Then Morty came in, followed shortly by the others, and HG bowed himself out to go and dine somewhere away from the crowd. I noticed Brie looked annoyed, but she turned her conversation on Alex – they seemed to be getting very chummy – and paid little attention to anyone else for the rest of the evening.
‘I asked about Harry,' I told Delphi in an aside. ‘He's been here just over half a year – too long for an undercover hack, I'd have thought. Anyway, his track record includes an earl and a baronet.'
‘Fake,' Delphi hissed. ‘How do we know they exist?'
‘I don't know about the Earl of Grantchester,' I said, ‘but Sir Gordon Chisholm of the Manson Trust definitely exists.'
‘Forged, then.'
‘Difficult. HG's bound to have contacted the referees.'
Delphi looked frustrated and turned away, her notice claimed by Nigel just as Harry himself walked in to announce dinner.
I found myself sitting between Mortimer, who was still determined to find me sympathetic, and Ash, who wasn't. Morty began to talk about the weather, which had shown signs of spring that day, and how we ought to do some filming of work in the garden while the sun shone, and Ash informed me coolly that if we weren't using the old hall he was going to perform some tests there, measuring temperature changes and other factors relating to unexplained phenomena.

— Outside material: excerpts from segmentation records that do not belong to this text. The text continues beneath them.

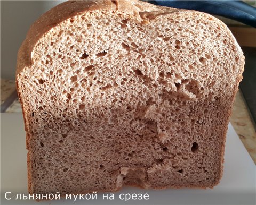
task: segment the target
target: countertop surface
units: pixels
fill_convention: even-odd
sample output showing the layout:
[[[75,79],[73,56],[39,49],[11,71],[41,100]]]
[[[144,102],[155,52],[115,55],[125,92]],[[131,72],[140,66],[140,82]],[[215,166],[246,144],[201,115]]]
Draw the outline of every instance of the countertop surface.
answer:
[[[1,79],[1,105],[15,90],[15,81]],[[6,113],[22,112],[20,102],[16,99],[7,107]],[[256,164],[256,132],[243,96],[239,91],[236,97],[230,122],[243,144]]]

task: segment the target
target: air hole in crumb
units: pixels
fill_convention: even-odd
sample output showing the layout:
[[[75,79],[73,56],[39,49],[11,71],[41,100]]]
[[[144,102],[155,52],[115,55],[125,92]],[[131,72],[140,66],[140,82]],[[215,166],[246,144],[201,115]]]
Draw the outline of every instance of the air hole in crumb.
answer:
[[[87,58],[89,56],[89,55],[88,54],[87,54],[86,53],[85,53],[82,55],[82,56],[80,58],[83,60],[84,59]]]
[[[87,72],[87,71],[92,70],[93,68],[93,67],[94,67],[94,66],[92,65],[89,65],[87,67],[85,67],[84,68],[84,72]]]
[[[80,109],[84,109],[85,108],[85,106],[84,104],[80,104],[79,105],[79,108]]]
[[[201,62],[202,63],[203,63],[203,64],[205,64],[205,58],[202,57],[201,57],[199,59],[199,61],[200,61],[200,62]]]
[[[170,40],[170,38],[171,38],[171,37],[165,37],[163,39],[163,40],[165,41],[168,41]]]
[[[127,44],[125,44],[124,42],[122,42],[121,44],[121,46],[123,48],[124,48],[125,49],[127,50],[130,50],[130,46],[128,46]]]
[[[41,78],[39,80],[38,80],[38,83],[40,84],[43,84],[45,82],[45,80],[43,80],[42,78]]]
[[[74,82],[77,80],[77,75],[74,75],[72,77],[70,77],[70,80],[71,82]]]
[[[106,54],[107,54],[107,52],[100,52],[100,53],[98,53],[98,54],[97,54],[96,56],[102,57],[102,56],[105,56]]]
[[[168,151],[168,148],[167,147],[164,147],[163,148],[163,151],[164,151],[164,152],[166,152]]]
[[[163,71],[161,71],[159,74],[159,75],[160,76],[160,77],[161,78],[163,78],[164,76],[164,73]]]
[[[171,76],[172,76],[172,74],[170,72],[168,72],[166,73],[166,77],[167,78],[171,78]]]
[[[126,19],[125,19],[125,20],[122,20],[121,22],[122,22],[123,23],[126,24],[126,23],[127,23],[127,20],[126,20]]]
[[[180,83],[174,83],[175,86],[176,86],[176,88],[177,90],[179,90],[179,89],[180,88],[181,84]]]
[[[191,151],[192,151],[192,152],[196,152],[198,150],[199,146],[198,144],[197,144],[196,142],[193,142],[192,144],[192,147],[191,148]]]
[[[205,54],[204,56],[205,56],[205,57],[207,58],[207,59],[210,59],[211,58],[211,56],[209,55],[209,54]]]
[[[139,69],[136,69],[134,70],[134,73],[136,75],[139,76],[143,75],[142,73]]]
[[[174,42],[175,44],[176,45],[180,45],[180,41],[179,40],[176,40]]]

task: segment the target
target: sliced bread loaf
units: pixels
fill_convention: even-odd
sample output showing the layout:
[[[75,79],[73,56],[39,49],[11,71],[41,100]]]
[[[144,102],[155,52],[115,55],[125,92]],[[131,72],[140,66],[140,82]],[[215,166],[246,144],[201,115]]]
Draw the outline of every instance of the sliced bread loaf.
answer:
[[[18,56],[30,193],[212,187],[244,63],[205,13],[137,0],[53,8]]]

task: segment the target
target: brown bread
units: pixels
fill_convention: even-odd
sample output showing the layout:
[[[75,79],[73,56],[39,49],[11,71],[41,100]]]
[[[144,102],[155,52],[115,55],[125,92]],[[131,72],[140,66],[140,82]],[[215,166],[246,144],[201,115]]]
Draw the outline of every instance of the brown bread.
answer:
[[[212,187],[243,53],[210,15],[69,1],[18,53],[30,193]]]

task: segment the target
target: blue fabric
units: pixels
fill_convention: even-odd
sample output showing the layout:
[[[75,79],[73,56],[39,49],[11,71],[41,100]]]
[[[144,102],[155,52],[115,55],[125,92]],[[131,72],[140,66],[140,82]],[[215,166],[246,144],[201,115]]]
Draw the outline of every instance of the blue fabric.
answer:
[[[256,8],[241,1],[150,1],[160,6],[197,10],[231,19],[256,28]]]

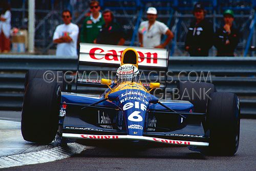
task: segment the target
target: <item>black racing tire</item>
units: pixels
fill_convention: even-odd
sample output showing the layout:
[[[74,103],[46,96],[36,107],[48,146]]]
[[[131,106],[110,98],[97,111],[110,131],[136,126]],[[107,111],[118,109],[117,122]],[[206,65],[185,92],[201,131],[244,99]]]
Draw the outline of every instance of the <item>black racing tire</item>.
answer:
[[[194,105],[194,112],[203,113],[206,112],[206,103],[210,93],[216,91],[214,84],[208,82],[180,81],[177,89],[178,97],[175,99],[189,101]]]
[[[22,114],[22,133],[25,140],[39,144],[52,141],[58,127],[60,98],[60,88],[56,82],[39,78],[29,81]]]
[[[207,102],[206,125],[209,146],[206,153],[215,156],[232,156],[239,144],[240,101],[237,95],[226,92],[210,94]]]
[[[34,78],[40,78],[44,79],[44,77],[45,76],[45,74],[47,73],[50,73],[50,74],[54,74],[54,79],[52,82],[56,82],[58,81],[57,83],[60,87],[60,89],[61,91],[64,92],[66,91],[66,83],[64,79],[64,74],[62,71],[58,71],[58,74],[57,74],[57,71],[50,71],[47,70],[29,70],[26,73],[25,75],[25,82],[24,84],[24,90],[26,89],[28,83],[31,81]],[[57,76],[58,76],[58,79],[57,79]],[[49,76],[49,78],[51,78],[51,75]]]

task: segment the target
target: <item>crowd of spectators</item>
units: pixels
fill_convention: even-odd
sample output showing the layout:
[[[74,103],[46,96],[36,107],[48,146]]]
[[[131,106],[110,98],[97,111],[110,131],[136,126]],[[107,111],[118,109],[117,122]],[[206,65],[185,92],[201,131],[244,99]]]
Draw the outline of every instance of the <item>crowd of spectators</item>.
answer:
[[[71,23],[71,13],[62,12],[64,24],[57,27],[53,41],[57,44],[57,55],[77,55],[77,42],[78,35],[80,42],[123,45],[125,33],[120,25],[115,22],[113,12],[110,10],[100,12],[97,1],[90,4],[90,15],[87,16],[79,33],[78,27]],[[207,56],[209,50],[214,46],[217,56],[234,56],[234,51],[241,37],[241,33],[234,28],[233,12],[229,9],[223,14],[225,25],[216,33],[212,24],[205,18],[206,11],[200,3],[197,3],[193,11],[195,19],[188,28],[185,42],[185,50],[191,56]],[[147,20],[142,22],[139,27],[138,36],[140,47],[165,48],[174,37],[174,34],[163,23],[156,20],[157,10],[149,7],[146,11]],[[161,43],[161,37],[166,38]]]

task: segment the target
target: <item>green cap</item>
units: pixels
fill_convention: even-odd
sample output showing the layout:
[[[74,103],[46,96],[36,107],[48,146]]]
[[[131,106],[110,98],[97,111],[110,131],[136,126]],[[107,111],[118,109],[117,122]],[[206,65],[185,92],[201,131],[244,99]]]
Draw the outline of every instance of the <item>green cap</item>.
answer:
[[[229,14],[233,17],[234,16],[234,12],[231,10],[226,10],[223,13],[223,16],[225,16],[226,14]]]

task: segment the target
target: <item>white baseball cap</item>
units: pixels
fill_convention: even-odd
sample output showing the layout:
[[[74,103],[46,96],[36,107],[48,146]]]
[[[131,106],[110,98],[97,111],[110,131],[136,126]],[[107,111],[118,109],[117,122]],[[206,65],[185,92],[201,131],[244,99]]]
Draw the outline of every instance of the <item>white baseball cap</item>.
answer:
[[[146,11],[146,13],[150,14],[157,15],[157,9],[156,9],[156,8],[149,7],[147,9],[147,11]]]

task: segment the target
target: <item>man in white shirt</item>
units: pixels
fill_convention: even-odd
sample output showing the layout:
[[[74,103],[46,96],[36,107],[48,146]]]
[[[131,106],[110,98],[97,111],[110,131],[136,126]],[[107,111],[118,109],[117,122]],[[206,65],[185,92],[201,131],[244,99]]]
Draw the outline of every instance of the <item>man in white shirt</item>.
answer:
[[[72,17],[70,11],[63,11],[62,17],[65,24],[57,26],[53,34],[53,42],[58,44],[56,55],[77,56],[78,26],[71,23]]]
[[[8,53],[11,45],[11,7],[7,2],[3,3],[3,9],[0,13],[0,52]]]
[[[141,22],[139,28],[139,41],[141,47],[164,48],[174,37],[173,33],[164,24],[156,20],[157,11],[150,7],[146,11],[148,20]],[[161,44],[162,34],[167,35]]]

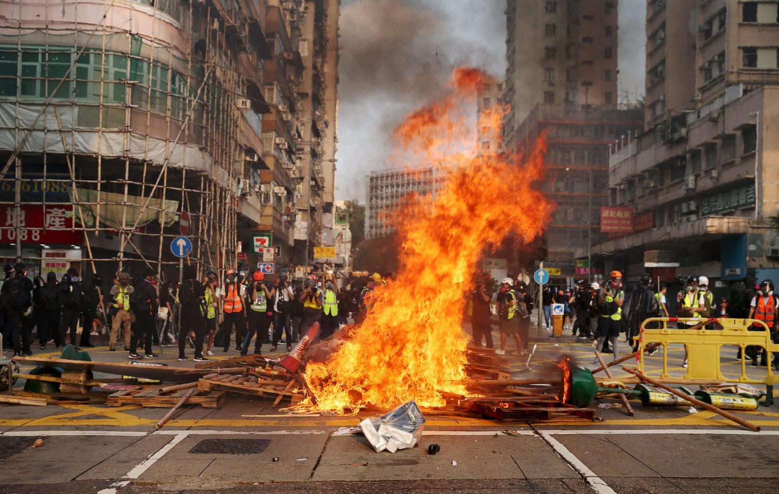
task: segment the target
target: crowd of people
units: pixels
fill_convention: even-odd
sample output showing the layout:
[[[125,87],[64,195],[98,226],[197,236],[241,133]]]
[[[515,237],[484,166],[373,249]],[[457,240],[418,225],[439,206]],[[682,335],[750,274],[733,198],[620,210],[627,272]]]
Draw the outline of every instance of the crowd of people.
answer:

‘So if you record a sudden chill,' I said, ‘that proves there's a ghost around?'
‘Of course not.' Ash chose to ignore my sceptical tone. ‘Evidence is never conclusive, but it can be suggestive. Besides, the public like the scientific approach, even though it's largely irrelevant to genuine manifestations. People like your viewers feel much less credulous believing in something if there's physical proof on offer.'
‘That seems logical to me.'
‘Ghosts have nothing to do with
logic
. That's the trouble: you don't trust your own feelings. You'll believe in a thermometer which tells you it's getting colder, or a glitch in the earth's magnetic field, when you should have more faith in instinct and intuition. We were given those qualities to use them: unlike scientific knowledge, we've refined them over several millennia, yet we persist in doubting ourselves. We're a species of one idea. We've discovered science, and now we want it to explain everything. Stupid.'
‘But you go along with it,' I said. ‘After all, you've brought your thermometer.'
He shrugged. ‘It's part of my job. Just not the important part.'
‘So the ghost-buster's going into action,' Alex said from across the table. ‘Does that mean there'll be fluorescent green slime-monsters crawling out of the woodwork playing the bagpipes?'
‘I think it's really exciting,' Brie said. ‘The castle feels, like,
so
creepy – all that death and tragedy and stuff in the past, you can sort of sense it. Ash is right: you have to go with your intuition. I'm a very intuitive person about things like that.'
At this point an idea presented itself to me, so diabolical I could feel the smile spreading on the inside of my face.
‘We don't really need you two tomorrow,' I said to Brie and Alex. ‘Perhaps you'd like to help Ash with his experiments? I'm sure he could use some assistance.'
‘Brilliant!' Alex said instantly. ‘I saw the movie when I was a kid: I've wanted to be a ghost-buster ever since. We'll get the castle spooks by the short and curlies – if they
have
short and curlies.'
‘I work alone,' Ash said. If there had been a thermometer anywhere in his vicinity the mercury would have dropped out of sight.
‘No man is an island,' I declared. ‘Ask not for whom the bell tolls. We none of us walk alone.'
‘I said, I
work
alone . . .'
‘We'll do whatever you say,' Brie promised him. ‘I know we'll be a big help. I've always been really sensitive to the supernatural.'
‘There you are,' Alex said. ‘Brie's sensitive, I'm a ghost-buster,
and
we'll have Fenny. He's such a clever puppy, I bet he can sniff out any spooks. Can't you, honey-poo-poo?' The dog, who was sitting in his lap being fed morsels of unsuitable food, peered hopefully over the edge of the table.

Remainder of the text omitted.